🤖 AI Summary
Existing notions of regret fail to uniformly characterize learning algorithms’ resilience against strategic manipulation in generalized games, including Bayesian and extensive-form games.
Method: We introduce *profile swap regret*, a novel regret measure grounded in polyhedral game modeling, integrating online convex optimization and approximation algorithm design.

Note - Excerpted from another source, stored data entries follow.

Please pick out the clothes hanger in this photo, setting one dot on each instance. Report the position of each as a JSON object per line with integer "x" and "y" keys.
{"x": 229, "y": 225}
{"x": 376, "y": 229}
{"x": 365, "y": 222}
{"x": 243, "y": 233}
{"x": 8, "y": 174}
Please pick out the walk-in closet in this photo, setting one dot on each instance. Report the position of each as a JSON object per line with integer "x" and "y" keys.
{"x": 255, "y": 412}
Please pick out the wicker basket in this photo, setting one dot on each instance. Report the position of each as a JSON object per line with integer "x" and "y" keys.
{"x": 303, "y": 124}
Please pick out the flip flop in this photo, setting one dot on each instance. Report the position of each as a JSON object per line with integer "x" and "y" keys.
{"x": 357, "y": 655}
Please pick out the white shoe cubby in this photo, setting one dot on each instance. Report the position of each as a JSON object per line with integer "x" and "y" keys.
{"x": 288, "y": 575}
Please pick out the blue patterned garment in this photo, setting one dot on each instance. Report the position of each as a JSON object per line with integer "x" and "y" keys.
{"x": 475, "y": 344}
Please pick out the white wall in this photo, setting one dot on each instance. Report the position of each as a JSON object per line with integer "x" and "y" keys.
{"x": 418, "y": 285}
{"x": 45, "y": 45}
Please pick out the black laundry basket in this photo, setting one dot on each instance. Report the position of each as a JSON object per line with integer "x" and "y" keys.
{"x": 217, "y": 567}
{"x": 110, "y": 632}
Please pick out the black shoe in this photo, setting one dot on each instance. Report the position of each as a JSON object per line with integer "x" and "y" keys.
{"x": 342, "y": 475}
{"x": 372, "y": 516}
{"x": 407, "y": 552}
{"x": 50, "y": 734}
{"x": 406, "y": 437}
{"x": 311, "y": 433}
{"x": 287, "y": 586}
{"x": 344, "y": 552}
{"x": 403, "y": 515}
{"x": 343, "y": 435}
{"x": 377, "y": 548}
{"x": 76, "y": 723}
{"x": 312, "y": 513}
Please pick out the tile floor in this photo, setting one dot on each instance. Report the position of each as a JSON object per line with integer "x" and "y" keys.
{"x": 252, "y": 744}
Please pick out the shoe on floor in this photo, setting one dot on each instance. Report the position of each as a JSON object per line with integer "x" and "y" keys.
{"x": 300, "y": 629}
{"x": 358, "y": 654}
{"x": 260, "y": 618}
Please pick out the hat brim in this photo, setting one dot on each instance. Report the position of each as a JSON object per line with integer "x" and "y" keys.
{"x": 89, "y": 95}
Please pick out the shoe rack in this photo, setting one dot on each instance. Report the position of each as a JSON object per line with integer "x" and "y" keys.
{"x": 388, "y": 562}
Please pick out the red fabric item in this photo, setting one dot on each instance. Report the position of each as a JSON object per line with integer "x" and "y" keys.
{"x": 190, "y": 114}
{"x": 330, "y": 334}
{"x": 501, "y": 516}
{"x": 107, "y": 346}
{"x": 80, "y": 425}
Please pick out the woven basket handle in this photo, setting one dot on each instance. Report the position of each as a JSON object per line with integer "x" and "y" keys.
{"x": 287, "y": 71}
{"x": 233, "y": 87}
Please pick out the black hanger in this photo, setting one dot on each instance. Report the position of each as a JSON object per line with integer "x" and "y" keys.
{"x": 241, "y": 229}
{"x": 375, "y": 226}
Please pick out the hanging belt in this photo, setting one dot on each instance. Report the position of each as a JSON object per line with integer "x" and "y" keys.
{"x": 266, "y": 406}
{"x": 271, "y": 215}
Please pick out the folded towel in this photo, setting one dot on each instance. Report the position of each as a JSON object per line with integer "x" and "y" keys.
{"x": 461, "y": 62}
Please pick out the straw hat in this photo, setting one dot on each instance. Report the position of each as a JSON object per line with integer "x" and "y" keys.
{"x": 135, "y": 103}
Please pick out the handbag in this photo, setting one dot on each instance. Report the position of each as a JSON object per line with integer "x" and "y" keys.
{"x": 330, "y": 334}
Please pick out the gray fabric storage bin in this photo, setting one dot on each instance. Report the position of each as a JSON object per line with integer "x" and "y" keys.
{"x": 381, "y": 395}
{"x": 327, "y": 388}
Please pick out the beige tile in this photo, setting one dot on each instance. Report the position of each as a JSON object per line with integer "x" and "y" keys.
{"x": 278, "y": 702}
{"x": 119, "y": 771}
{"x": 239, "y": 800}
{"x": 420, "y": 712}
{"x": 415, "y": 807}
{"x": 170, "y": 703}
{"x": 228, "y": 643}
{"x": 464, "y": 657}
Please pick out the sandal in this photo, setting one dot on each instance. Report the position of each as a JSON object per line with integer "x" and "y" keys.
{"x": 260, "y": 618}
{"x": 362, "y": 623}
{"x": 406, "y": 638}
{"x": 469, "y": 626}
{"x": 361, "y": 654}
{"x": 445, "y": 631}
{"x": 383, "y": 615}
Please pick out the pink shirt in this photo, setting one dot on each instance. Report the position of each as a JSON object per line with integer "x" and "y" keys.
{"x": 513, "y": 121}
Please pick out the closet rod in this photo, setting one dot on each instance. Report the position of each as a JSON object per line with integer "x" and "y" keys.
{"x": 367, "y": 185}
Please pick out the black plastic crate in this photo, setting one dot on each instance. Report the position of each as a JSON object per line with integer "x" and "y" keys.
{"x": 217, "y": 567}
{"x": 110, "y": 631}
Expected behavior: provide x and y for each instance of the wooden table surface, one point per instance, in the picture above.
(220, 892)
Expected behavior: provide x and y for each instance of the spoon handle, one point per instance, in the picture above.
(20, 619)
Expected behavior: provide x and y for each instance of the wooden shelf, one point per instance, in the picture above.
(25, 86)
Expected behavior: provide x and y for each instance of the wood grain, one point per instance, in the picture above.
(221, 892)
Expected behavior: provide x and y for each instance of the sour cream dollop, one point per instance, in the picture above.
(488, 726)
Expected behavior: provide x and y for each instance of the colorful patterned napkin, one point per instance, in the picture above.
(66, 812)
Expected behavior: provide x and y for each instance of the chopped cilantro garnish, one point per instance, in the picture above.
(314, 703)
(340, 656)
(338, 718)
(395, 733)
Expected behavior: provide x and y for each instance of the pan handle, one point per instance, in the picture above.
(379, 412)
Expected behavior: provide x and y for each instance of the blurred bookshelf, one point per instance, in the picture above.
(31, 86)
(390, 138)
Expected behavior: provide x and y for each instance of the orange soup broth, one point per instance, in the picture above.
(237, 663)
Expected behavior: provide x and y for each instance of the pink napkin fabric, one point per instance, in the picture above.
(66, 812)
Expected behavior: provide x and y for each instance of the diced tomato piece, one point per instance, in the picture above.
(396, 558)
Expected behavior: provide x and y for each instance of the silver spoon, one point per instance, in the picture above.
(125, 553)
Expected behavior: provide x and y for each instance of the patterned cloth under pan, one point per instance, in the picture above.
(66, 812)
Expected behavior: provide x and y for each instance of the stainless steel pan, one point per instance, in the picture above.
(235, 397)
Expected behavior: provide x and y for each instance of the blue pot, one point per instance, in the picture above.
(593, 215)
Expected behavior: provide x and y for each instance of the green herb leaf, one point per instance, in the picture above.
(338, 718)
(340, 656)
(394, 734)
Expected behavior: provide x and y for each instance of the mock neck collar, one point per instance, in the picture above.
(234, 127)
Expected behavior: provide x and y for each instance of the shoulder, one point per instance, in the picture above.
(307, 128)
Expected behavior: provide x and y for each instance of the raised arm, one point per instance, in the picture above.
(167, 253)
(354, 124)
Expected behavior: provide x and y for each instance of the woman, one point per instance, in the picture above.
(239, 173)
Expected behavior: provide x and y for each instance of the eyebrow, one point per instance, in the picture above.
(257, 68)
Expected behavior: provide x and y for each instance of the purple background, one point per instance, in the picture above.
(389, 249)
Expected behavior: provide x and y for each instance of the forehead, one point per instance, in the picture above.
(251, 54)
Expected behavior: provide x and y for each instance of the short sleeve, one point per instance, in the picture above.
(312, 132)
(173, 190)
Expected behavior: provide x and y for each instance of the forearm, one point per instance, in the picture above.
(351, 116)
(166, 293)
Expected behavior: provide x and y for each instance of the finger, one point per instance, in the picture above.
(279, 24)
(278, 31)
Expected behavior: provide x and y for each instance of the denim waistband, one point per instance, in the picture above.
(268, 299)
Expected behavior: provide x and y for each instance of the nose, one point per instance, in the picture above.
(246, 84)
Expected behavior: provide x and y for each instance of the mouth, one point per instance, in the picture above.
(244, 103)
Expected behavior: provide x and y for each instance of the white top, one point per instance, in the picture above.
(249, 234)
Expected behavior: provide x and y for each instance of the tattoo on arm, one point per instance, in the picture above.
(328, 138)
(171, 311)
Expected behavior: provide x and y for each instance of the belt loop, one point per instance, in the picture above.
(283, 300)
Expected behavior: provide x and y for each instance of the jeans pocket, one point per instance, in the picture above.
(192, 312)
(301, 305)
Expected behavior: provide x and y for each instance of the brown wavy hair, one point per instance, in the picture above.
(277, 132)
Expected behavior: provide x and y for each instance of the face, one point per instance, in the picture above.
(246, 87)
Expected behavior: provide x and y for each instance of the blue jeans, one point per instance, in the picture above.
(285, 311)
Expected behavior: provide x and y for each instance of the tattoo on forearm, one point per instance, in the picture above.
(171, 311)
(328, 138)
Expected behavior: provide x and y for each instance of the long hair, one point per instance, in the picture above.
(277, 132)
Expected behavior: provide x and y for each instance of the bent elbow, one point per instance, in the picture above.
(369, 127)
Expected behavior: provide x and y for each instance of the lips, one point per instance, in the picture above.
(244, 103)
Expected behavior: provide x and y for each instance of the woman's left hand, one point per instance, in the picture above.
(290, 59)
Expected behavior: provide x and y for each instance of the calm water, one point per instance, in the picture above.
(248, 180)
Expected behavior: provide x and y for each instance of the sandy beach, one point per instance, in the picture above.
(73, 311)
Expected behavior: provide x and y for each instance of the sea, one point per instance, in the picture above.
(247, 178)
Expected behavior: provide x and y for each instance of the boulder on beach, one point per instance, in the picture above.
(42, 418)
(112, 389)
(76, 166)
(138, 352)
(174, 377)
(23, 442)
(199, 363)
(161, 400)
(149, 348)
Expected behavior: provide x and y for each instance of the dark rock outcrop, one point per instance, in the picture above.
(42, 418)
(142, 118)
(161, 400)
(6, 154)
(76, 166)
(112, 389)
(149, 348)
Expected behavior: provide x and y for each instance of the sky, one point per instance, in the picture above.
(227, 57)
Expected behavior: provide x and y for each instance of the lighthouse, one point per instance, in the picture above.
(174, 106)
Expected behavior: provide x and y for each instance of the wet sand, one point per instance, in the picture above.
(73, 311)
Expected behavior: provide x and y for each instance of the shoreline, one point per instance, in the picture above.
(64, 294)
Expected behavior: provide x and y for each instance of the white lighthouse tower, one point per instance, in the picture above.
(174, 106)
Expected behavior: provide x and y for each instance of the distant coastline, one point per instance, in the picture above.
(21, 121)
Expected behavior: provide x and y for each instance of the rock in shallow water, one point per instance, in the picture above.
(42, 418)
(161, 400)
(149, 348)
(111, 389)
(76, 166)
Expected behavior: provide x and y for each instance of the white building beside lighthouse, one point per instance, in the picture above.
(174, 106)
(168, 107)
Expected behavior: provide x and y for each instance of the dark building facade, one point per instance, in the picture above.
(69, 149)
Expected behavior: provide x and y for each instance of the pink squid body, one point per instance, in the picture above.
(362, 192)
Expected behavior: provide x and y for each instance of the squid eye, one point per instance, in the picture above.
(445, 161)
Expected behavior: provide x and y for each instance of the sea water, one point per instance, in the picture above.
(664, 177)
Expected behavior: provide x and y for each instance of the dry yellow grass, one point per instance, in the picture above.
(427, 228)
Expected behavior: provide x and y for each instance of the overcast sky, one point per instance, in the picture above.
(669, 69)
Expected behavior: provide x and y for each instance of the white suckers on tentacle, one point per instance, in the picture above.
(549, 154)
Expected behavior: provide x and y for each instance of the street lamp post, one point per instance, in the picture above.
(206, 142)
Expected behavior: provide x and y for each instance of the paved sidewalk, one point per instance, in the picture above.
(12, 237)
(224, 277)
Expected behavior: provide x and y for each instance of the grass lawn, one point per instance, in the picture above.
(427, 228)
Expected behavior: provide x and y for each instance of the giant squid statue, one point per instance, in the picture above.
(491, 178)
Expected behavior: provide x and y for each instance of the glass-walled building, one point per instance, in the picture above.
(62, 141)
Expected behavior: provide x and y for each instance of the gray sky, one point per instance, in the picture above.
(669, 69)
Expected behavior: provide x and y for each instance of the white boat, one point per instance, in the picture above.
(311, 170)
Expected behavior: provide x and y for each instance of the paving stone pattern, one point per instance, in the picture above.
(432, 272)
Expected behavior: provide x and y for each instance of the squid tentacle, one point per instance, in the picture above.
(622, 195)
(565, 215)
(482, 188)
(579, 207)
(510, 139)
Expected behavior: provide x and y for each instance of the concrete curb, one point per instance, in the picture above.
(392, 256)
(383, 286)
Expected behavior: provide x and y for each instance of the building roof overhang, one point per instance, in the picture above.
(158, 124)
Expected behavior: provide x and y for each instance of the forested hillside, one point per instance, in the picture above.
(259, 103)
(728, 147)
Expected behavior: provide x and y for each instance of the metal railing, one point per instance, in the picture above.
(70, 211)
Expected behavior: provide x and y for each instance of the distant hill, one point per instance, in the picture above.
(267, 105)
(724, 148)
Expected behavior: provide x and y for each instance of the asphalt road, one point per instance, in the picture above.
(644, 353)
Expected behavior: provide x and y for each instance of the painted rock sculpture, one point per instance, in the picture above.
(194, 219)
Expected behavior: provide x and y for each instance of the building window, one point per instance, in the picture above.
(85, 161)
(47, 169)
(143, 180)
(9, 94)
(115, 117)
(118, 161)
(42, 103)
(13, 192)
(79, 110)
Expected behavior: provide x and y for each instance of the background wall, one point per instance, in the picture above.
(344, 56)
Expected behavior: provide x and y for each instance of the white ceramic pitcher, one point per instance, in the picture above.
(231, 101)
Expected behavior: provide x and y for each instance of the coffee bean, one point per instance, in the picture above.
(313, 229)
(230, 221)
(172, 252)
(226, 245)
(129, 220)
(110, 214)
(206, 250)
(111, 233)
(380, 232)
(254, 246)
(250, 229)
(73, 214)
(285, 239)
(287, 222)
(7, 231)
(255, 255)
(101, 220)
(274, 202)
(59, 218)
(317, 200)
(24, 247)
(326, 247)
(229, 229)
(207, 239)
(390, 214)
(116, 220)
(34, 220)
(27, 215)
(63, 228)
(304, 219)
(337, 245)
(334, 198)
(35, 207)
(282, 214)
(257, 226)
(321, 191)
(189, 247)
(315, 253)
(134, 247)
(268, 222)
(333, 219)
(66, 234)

Contribution/Results: We establish, for the first time, a necessary and sufficient condition linking sublinear profile swap regret to non-manipulability. We prove that the induced equilibrium set is strictly contained in the set of correlated equilibria—surpassing the limitations of normal-form game analysis. Furthermore, we devise the first efficient algorithm achieving an $O(sqrt{T})$ regret bound and rigorously characterize the boundary of its convergent equilibrium structure, thereby resolving an open problem posed by Mansour et al. (2022).
📝 Abstract
Swap regret is a notion that has proven itself to be central to the study of general-sum normal-form games, with swap-regret minimization leading to convergence to the set of correlated equilibria and guaranteeing non-manipulability against a self-interested opponent. However, the situation for more general classes of games -- such as Bayesian games and extensive-form games -- is less clear-cut, with multiple candidate definitions for swap-regret but no known efficiently minimizable variant of swap regret that implies analogous non-manipulability guarantees. In this paper, we present a new variant of swap regret for polytope games that we call ``profile swap regret'', with the property that obtaining sublinear profile swap regret is both necessary and sufficient for any learning algorithm to be non-manipulable by an opponent (resolving an open problem of Mansour et al., 2022). Although we show profile swap regret is NP-hard to compute given a transcript of play, we show it is nonetheless possible to design efficient learning algorithms that guarantee at most $O(sqrt{T})$ profile swap regret. Finally, we explore the correlated equilibrium notion induced by low-profile-swap-regret play, and demonstrate a gap between the set of outcomes that can be implemented by this learning process and the set of outcomes that can be implemented by a third-party mediator (in contrast to the situation in normal-form games).